At a high level, we used visual SLAM for localization (using absolute coordinates was forbbiden was it trivialized the challenge of the competition) using a pre-trained map and had the drone fly from clueboard to clueboard and read clues by feeding images through a letter extraction pipeline which fed into a convolutional neural network for letter identification.
We can express the high-level structure of our robot’s control as a block diagram.
Our Robot UI node, while having the initial purpose of displaying a helpful interface from which we could debug and observe the robot’s progress, had its role expanded into a high-level executor, managing the launch and lifetime of nearly all of the ROS nodes used. This served a single purpose and executed it perfectly: all logs went to the same place, meaning only one terminal window must be observed to see everything going on.
Our design philosophy was to have rather granular nodes which have a single purpose.
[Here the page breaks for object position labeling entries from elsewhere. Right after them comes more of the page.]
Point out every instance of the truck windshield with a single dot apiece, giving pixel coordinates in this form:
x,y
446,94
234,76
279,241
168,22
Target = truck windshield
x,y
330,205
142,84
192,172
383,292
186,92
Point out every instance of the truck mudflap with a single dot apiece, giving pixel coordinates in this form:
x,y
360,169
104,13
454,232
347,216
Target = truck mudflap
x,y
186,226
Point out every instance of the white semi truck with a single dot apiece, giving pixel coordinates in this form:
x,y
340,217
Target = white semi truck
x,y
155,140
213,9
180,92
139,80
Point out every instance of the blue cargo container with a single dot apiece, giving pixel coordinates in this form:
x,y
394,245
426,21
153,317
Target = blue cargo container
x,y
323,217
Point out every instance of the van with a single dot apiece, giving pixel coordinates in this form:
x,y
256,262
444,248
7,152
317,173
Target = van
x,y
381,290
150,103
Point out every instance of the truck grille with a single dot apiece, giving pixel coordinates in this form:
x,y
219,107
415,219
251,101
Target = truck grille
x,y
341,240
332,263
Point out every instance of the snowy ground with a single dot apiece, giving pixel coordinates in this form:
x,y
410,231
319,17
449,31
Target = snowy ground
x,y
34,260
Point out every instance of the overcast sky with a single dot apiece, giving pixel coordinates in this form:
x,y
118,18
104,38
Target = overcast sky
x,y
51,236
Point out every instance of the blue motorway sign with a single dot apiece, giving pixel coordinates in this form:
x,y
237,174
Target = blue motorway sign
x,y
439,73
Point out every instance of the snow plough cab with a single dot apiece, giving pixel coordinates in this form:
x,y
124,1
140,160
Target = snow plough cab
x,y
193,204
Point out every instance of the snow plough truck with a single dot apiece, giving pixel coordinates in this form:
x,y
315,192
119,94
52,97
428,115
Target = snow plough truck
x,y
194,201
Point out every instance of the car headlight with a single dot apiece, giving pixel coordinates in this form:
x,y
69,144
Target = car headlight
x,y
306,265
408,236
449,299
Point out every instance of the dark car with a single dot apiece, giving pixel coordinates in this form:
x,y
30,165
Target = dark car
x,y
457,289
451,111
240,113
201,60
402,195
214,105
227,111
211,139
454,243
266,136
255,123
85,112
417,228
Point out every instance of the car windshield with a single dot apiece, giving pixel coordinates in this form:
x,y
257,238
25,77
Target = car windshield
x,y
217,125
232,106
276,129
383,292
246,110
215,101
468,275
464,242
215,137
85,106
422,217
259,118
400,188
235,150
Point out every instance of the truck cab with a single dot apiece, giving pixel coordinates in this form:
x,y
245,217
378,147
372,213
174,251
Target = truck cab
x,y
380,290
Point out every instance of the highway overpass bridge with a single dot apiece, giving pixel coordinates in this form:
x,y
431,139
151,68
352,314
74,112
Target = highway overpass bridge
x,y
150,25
Master: An additional layer of high-level orchestration was accomplished with a Master node, with a rather limited but critical role. Simply, the master node orchestrated the process of going to a clueboard, telling the Brain node to read it when we should be able to see it properly, then going to the next clueboard, and so on.Navigation: Based on the Master node’s command, the Navigation node uses PID in a control loop to navigate to a waypoint.Control: The Control node fuses an altitude request from the Master node and a velocity request from the Navigation node into a single Twist which it publishes to the Hector Quadrotor physics suite.Brain: The Brain node, upon receiving the command to try to read a clueboard from the Master node, will extract the clueboard, extract the letters, recognize the letters, and finally send the read clue to the score tracker.Odometry: The odometry node’s job was to subscribe to velocity sensor topics and estimate position based on velocity data.SLAM: The SLAM node was launched at startup from a launch file, and not managed by the UI, and would handle map generation or loading, localization, and transform publishing.